As Thomas Knapp points out below, the responsibility for this does ultimately fall to the state, and my initial thoughts were just to delete this since much of it is irrelevant. I’m not even sure how to amend this because of that; I was fixed on his choice to wrestle or not to wrestle, not on the nuance that the state created the entire freaking mess and didn’t steal from the kid’s parents in order to fund it. There is that reality, that if we’re going to have “public services” provided by the state, then those services must be available to everyone. I still don’t think that Mack made the right decision, and that his actions could only have increased the amount of ill-will people in Texas have for transgender people, which isn’t entirely on him anyway. I still think the championship is hollow, and I don’t see much difference, within this context, between injecting testosterone and injecting steroids.

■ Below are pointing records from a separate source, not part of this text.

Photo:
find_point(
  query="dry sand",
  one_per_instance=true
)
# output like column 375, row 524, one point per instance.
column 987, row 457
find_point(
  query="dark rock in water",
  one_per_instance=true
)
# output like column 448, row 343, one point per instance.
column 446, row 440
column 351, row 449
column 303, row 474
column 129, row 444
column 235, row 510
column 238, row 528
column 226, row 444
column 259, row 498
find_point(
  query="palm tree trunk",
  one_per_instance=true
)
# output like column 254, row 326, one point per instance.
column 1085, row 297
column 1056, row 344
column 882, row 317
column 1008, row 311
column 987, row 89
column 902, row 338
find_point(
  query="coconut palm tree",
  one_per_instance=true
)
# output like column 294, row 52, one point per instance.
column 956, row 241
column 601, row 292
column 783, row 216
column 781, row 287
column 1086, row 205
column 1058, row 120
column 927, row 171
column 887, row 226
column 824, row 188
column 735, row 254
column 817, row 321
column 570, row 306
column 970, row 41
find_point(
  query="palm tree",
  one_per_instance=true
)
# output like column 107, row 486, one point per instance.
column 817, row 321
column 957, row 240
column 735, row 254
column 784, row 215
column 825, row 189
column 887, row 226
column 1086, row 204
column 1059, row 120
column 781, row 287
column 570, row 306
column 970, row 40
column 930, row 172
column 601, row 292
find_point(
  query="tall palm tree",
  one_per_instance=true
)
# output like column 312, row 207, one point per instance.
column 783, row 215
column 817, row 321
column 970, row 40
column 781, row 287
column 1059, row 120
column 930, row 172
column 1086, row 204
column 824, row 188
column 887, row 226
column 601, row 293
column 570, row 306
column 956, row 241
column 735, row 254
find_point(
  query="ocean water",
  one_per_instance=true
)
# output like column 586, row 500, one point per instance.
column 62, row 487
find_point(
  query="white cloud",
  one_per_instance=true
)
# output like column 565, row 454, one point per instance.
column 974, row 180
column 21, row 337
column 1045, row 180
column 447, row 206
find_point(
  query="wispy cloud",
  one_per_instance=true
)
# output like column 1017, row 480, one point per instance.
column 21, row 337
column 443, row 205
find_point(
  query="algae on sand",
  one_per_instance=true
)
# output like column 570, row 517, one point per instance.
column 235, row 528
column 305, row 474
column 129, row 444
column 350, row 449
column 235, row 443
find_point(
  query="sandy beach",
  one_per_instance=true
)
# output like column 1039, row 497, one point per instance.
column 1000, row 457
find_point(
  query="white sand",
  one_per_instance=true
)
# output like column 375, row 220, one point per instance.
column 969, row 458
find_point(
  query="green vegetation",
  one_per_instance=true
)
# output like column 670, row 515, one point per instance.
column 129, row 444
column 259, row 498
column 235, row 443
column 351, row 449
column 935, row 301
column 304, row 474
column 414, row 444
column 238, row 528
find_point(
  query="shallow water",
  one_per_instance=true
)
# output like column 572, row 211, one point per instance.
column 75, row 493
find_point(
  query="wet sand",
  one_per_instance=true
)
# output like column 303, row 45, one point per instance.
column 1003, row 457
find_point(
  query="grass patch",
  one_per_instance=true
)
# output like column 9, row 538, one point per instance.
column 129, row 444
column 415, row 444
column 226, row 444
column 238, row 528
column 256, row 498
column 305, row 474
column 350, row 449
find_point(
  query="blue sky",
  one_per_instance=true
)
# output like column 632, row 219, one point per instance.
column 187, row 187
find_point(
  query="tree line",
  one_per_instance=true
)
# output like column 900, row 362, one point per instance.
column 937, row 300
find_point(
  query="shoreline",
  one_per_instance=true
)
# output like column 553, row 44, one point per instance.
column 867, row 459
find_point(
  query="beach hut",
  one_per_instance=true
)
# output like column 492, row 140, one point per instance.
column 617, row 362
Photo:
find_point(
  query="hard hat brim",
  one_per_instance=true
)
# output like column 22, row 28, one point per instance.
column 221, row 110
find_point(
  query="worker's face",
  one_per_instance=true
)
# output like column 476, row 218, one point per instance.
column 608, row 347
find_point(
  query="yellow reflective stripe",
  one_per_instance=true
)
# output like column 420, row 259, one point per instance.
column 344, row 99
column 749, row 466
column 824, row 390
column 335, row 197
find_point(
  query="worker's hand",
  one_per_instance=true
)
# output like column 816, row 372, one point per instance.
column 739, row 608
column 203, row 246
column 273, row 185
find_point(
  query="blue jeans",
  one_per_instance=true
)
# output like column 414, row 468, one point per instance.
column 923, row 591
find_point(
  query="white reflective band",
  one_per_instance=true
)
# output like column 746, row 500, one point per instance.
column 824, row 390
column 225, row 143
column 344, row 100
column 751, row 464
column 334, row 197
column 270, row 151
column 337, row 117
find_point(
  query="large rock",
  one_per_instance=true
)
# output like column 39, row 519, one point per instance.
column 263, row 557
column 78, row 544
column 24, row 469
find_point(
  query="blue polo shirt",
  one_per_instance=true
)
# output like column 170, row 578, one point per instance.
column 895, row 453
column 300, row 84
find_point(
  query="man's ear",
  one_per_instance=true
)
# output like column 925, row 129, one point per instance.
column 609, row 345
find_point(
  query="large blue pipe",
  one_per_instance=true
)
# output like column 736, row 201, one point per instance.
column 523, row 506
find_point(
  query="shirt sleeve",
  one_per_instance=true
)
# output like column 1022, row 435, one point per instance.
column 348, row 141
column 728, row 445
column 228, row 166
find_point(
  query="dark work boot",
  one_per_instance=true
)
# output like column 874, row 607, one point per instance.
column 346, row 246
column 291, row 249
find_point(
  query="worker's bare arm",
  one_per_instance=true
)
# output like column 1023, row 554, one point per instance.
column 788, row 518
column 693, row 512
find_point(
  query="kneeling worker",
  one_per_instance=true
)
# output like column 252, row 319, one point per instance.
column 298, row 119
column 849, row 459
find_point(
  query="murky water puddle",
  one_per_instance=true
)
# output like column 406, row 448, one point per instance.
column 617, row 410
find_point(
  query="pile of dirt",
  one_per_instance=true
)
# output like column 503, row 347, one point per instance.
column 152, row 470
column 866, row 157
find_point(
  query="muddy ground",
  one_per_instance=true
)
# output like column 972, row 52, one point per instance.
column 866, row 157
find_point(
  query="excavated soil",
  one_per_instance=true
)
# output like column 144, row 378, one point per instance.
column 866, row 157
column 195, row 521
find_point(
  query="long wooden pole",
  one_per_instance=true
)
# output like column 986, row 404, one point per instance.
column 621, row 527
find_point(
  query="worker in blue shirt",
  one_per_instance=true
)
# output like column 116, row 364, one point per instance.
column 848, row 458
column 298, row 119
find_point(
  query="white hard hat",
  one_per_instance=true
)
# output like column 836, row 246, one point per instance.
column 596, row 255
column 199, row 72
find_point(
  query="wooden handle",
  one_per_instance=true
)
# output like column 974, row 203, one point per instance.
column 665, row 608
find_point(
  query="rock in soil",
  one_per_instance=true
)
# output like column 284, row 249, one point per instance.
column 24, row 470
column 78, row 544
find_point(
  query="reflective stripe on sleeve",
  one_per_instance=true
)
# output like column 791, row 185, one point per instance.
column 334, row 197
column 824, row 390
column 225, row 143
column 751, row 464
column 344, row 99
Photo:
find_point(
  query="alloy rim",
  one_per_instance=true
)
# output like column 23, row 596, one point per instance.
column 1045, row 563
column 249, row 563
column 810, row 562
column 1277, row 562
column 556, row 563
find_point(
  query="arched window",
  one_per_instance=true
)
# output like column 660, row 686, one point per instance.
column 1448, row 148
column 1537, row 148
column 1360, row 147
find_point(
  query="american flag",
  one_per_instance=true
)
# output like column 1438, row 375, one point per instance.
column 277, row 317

One thing that I have been considering is the likelihood that the primary reason he continued wrestling was specifically to win the championship and draw attention to the absurdity of it, which is the sort of thing that happens when the state tells people what gender they are. There’s no way here that everyone could have been happy, I guess, is the place I’m coming from, and the way it played out meant that Mack is the only person truly happy with the result. And now in the list of high school state championships, there will be Jessica, Amy, Sarah… and then Mack. He had to say “fuck them” about a lot of people and disregard a lot of people’s feelings to win the championship. And while the state of Texas forced that choice on him, I think he made the wrong one.
* I love chess. But I don’t consider it a sport.